Once companies understand what’s important to them, they must test, measure, learn and adapt before execution. There is no going zero to 60. How do you ensure the best-laid plan is, in fact, great? Launch and learn.
To test return-to-office planning, many companies allowed vaccinated volunteers to return to offices before official return dates. Running pilot groups allowed human resources, information technology and real estate teams to see in action how office spaces would be used in this new-normal environment. The insights captured during this test phase will provide data-driven measures and enable business leaders to adapt with speed.
When it comes to selecting where these offices will be, companies employ different strategies. For some, they are the company headquarters in central business districts. For others, they are flex spaces in the suburbs as we have seen offices trending toward what our research finds as a rise in suburbia.
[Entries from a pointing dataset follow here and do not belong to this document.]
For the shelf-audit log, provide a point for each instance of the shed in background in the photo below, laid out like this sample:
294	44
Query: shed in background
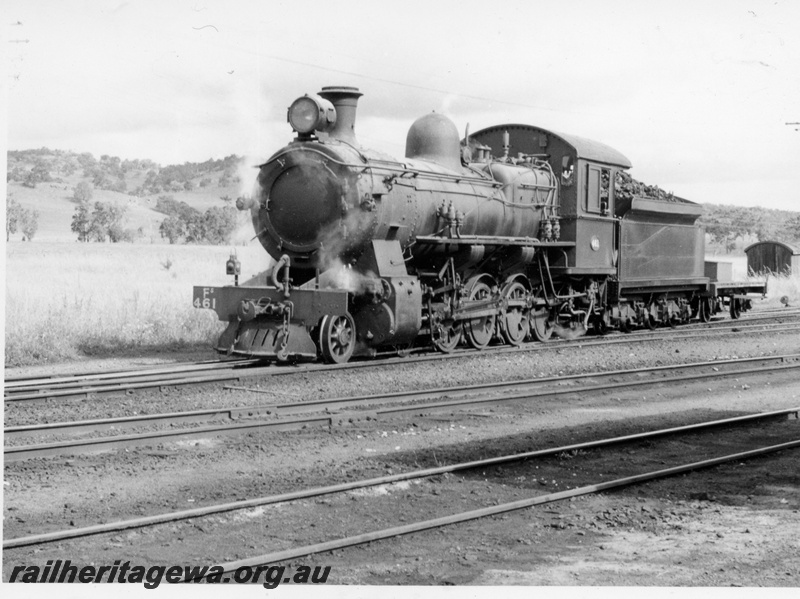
772	256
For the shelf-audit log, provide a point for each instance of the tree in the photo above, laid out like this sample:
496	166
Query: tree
81	221
29	223
172	228
106	221
83	192
39	174
13	215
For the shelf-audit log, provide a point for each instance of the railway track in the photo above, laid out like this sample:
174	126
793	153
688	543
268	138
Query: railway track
305	550
32	389
330	412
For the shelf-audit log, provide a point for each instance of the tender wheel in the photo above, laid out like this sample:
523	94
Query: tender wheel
542	322
337	338
480	330
736	308
515	322
600	325
447	336
705	309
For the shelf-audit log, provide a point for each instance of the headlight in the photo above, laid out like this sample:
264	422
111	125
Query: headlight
311	113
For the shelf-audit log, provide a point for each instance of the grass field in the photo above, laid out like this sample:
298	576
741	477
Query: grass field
68	300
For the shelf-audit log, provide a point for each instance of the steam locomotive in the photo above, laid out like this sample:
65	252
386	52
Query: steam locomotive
512	233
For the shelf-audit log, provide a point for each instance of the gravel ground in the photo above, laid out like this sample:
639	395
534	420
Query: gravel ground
733	525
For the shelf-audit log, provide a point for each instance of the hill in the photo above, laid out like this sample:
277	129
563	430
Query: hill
45	180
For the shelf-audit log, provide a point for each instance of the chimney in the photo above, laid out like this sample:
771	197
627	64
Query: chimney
345	100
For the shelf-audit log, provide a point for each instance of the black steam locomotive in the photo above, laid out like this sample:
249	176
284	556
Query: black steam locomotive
512	233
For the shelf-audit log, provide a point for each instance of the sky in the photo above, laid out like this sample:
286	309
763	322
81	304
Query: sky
696	94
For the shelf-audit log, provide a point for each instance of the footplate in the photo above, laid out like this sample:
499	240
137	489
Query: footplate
265	322
267	338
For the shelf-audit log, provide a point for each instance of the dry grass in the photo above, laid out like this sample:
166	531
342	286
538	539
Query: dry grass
68	300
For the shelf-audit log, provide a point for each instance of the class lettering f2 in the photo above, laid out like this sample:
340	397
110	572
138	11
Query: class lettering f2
269	576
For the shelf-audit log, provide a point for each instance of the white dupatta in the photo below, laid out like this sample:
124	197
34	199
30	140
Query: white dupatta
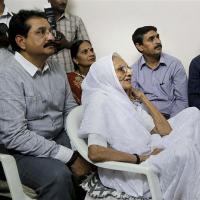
109	112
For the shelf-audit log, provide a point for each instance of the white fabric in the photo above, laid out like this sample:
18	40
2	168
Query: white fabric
109	112
97	140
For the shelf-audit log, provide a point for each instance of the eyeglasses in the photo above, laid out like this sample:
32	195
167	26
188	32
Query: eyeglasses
122	71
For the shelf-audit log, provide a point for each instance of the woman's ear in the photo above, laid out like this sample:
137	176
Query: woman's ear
21	41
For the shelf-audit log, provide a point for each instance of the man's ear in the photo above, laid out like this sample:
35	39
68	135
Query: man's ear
75	61
139	47
21	41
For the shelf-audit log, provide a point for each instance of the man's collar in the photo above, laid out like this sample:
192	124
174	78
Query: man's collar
28	66
64	15
161	61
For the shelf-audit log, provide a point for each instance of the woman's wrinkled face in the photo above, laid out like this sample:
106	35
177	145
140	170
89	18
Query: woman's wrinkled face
123	72
85	56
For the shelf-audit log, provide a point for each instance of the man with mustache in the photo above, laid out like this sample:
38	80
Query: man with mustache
159	76
72	29
35	99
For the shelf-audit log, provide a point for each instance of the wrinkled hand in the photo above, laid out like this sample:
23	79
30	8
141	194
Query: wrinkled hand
143	158
156	151
136	94
81	167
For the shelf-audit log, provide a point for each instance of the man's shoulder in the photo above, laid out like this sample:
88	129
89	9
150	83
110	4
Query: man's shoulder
169	57
172	61
72	17
56	67
196	59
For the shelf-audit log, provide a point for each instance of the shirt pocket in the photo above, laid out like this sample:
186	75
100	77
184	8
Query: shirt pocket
34	107
166	88
59	100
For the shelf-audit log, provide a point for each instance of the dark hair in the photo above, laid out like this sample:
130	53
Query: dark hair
18	25
74	50
139	33
4	43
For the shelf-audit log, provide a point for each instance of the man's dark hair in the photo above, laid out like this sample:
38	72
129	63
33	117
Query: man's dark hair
4	43
18	25
74	50
139	33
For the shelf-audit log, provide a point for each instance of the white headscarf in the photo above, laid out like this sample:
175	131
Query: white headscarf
109	112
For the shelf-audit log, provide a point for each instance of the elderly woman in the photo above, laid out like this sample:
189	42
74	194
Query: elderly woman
83	56
118	129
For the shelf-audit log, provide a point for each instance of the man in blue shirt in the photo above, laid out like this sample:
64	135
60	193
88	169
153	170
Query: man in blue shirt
159	76
35	99
194	82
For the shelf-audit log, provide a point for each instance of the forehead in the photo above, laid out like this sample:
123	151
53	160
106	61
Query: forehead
118	61
150	34
85	45
37	22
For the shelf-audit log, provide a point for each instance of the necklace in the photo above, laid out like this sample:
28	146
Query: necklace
81	75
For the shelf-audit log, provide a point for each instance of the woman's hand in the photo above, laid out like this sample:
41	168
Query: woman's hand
156	151
136	94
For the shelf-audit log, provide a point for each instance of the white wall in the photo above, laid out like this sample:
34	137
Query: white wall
110	24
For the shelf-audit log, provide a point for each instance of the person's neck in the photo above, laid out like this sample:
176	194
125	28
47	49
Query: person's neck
57	14
83	70
152	61
2	6
38	61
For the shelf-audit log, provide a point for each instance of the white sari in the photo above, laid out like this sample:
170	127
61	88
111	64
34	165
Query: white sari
109	112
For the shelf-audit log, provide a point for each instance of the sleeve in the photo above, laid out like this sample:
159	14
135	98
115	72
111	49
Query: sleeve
194	83
81	33
96	139
70	102
134	77
15	133
179	82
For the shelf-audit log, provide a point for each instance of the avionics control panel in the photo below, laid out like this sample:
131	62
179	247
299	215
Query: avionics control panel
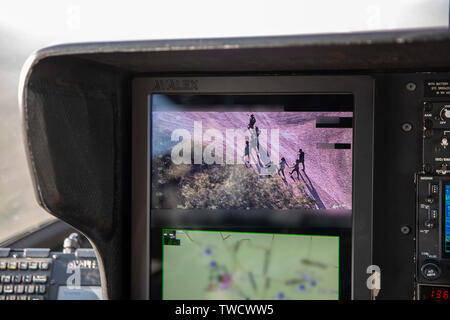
39	274
433	204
To that end, SaksWorks is doubling down on out-of-city demand, with some locations launching in the suburbs of Long Island, Westchester and Connecticut.
The for-profit healthcare company Humana tested outdoor offices to see employee interest and response. For many companies, adapting the traditional workweek construct to a hub-and-spoke or office/remote hybrid schedule is a broad-based test case.
Once implemented, companies need to track usage. What is the utilization rate? How is employee satisfaction? To measure, listening and tracking are key. Then we can learn, did the test case work? At Apple, according to the New York Times, after the company announced a return to office date, “about 1,800 workers signed a letter to Tim Cook, Apple’s chief executive, that said forcing employees back into the office would cause some people to leave the company.” They have since adapted, moving their return date. Time and again, we see that power is in the hands of the employee, and they can vote with their feet — meaning, dictate where and how they want to work.
Covid-19 has moved work beyond a place; now, work is a thing you do, no matter the place it is done from. This means companies can adapt more easily, with the right real estate solutions in place, to offer curated work experiences based on individual desires. Yet this can only be accomplished when office space is fluid. Committing to long-term, traditional leases leaves little wiggle room — or budget — to adapt. As adaptation and the ability to smartly, and quickly, pivot are crucial to a company’s success, those who embrace flexibility are better able to test, measure, learn and adapt, to meet the needs of their staff and their consumers now and in the future.